El caso se suma a episodios previos, tanto en Colombia como en otros países, en los que disparos de armas oficiales en contextos domésticos han terminado con la muerte de mujeres. Organismos de derechos humanos y observatorios de feminicidios han advertido que, en varios de esos antecedentes, los hechos se presentaron inicialmente como accidentes, pero la investigación reveló patrones de violencia de género no detectados a tiempo. 

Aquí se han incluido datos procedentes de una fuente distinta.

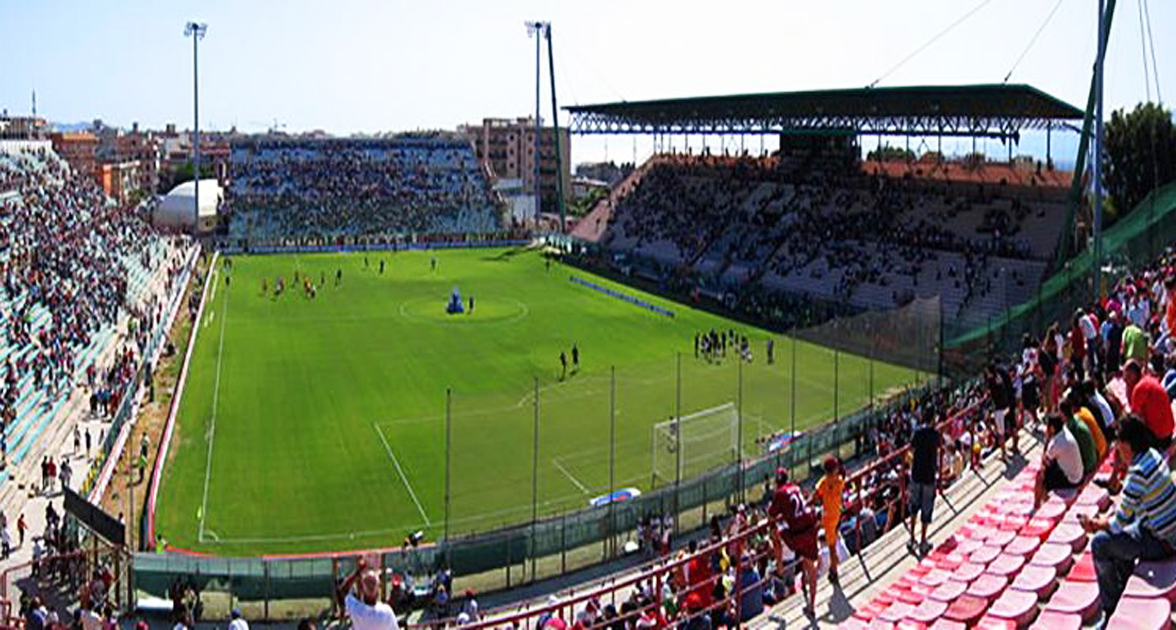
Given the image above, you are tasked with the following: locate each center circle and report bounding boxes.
[400,295,527,324]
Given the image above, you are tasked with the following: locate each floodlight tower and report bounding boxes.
[526,20,552,227]
[183,22,208,236]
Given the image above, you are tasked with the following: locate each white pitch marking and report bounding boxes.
[372,422,432,525]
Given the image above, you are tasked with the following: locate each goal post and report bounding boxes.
[652,402,740,488]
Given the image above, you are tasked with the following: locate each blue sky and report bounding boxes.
[0,0,1176,162]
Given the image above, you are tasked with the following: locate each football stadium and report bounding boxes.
[0,0,1176,630]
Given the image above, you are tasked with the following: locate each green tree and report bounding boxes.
[1103,102,1176,215]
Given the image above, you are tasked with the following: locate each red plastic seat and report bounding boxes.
[973,615,1017,630]
[1074,483,1110,510]
[1034,501,1065,521]
[1045,523,1087,554]
[1065,549,1095,582]
[943,594,988,625]
[984,528,1021,549]
[907,598,948,628]
[1123,559,1176,602]
[1105,597,1172,630]
[1009,564,1057,599]
[988,589,1037,628]
[1001,514,1029,532]
[1045,582,1098,623]
[1029,610,1082,630]
[891,584,934,606]
[951,562,984,584]
[911,569,951,590]
[967,574,1009,602]
[968,544,1001,564]
[968,525,996,542]
[935,551,968,571]
[928,578,968,603]
[874,602,915,623]
[1050,488,1078,505]
[1004,536,1041,557]
[984,554,1025,578]
[1029,543,1074,575]
[1021,516,1057,541]
[953,538,984,557]
[854,601,894,623]
[1062,505,1101,523]
[1001,503,1034,520]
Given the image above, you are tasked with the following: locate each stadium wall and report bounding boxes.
[141,252,220,548]
[82,247,200,504]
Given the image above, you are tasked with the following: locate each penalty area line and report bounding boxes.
[552,457,592,495]
[372,422,433,525]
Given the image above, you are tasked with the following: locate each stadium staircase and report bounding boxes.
[0,236,182,496]
[572,155,664,242]
[813,432,1176,630]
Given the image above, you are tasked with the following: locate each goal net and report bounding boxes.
[653,402,739,488]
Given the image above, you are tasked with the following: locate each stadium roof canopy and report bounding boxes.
[566,83,1083,140]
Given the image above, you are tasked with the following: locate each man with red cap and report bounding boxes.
[1123,360,1176,453]
[768,468,818,616]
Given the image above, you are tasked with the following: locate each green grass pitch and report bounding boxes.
[156,249,916,555]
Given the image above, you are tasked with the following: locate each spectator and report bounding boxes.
[228,608,249,630]
[1034,414,1083,507]
[335,558,399,630]
[813,455,846,584]
[768,468,820,616]
[1078,415,1176,618]
[1123,360,1174,450]
[907,414,940,556]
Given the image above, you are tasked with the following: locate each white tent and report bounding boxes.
[152,180,225,233]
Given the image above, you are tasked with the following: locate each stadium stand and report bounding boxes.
[226,134,501,240]
[577,147,1065,327]
[0,141,192,508]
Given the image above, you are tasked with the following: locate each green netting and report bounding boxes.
[943,182,1176,374]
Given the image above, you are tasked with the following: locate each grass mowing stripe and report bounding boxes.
[196,266,228,542]
[372,422,432,525]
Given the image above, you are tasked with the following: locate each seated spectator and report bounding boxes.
[1034,414,1083,505]
[1078,415,1176,618]
[1057,396,1101,475]
[1123,361,1174,450]
[335,558,399,630]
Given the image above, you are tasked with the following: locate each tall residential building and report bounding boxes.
[459,118,572,213]
[49,132,99,177]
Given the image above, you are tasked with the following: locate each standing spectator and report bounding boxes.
[1123,360,1174,450]
[907,413,940,556]
[1078,415,1176,618]
[813,455,846,584]
[228,608,249,630]
[1122,321,1148,363]
[768,468,820,616]
[335,558,399,630]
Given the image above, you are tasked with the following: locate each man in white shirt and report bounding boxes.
[1034,414,1082,505]
[335,558,400,630]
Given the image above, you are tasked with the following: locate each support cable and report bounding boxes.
[1003,0,1062,83]
[867,0,993,87]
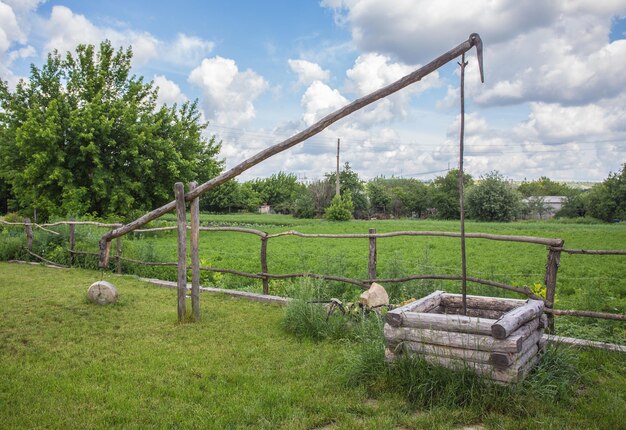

En medio del avance del expediente, organizaciones de mujeres y sectores ciudadanos han pedido que el caso sea abordado con enfoque de género y con absoluta transparencia. Para ellas, la clave está en no descartar de entrada ninguna hipótesis y en garantizar que las pruebas técnicas, los testimonios y los análisis psicológicos del oficial sean valorados con rigor y sin presiones corporativas. 

La familia de Liliana, que recibe el cuerpo de la joven entre homenajes y muestras de cariño, exige que el proceso no se estanque. Su historia, la de una profesional dedicada al trabajo social que murió por un disparo de un arma destinada a proteger a la ciudadanía, se ha convertido en símbolo de las preguntas que hoy pesan sobre el caso. Cada avance judicial es seguido de cerca por la comunidad de Chiscas y por su municipio de origen. 

En Chiscas, las autoridades locales han pedido calma, pero también claridad. La ciudadanía espera que la Fiscalía defina pronto si imputará al subteniente por homicidio culposo, feminicidio o alguna otra figura penal, y que la institución policial explique qué medidas tomará para evitar que tragedias similares ocurran con armas de dotación. La historia de Liliana Cruz sigue interpelando a la justicia colombiana.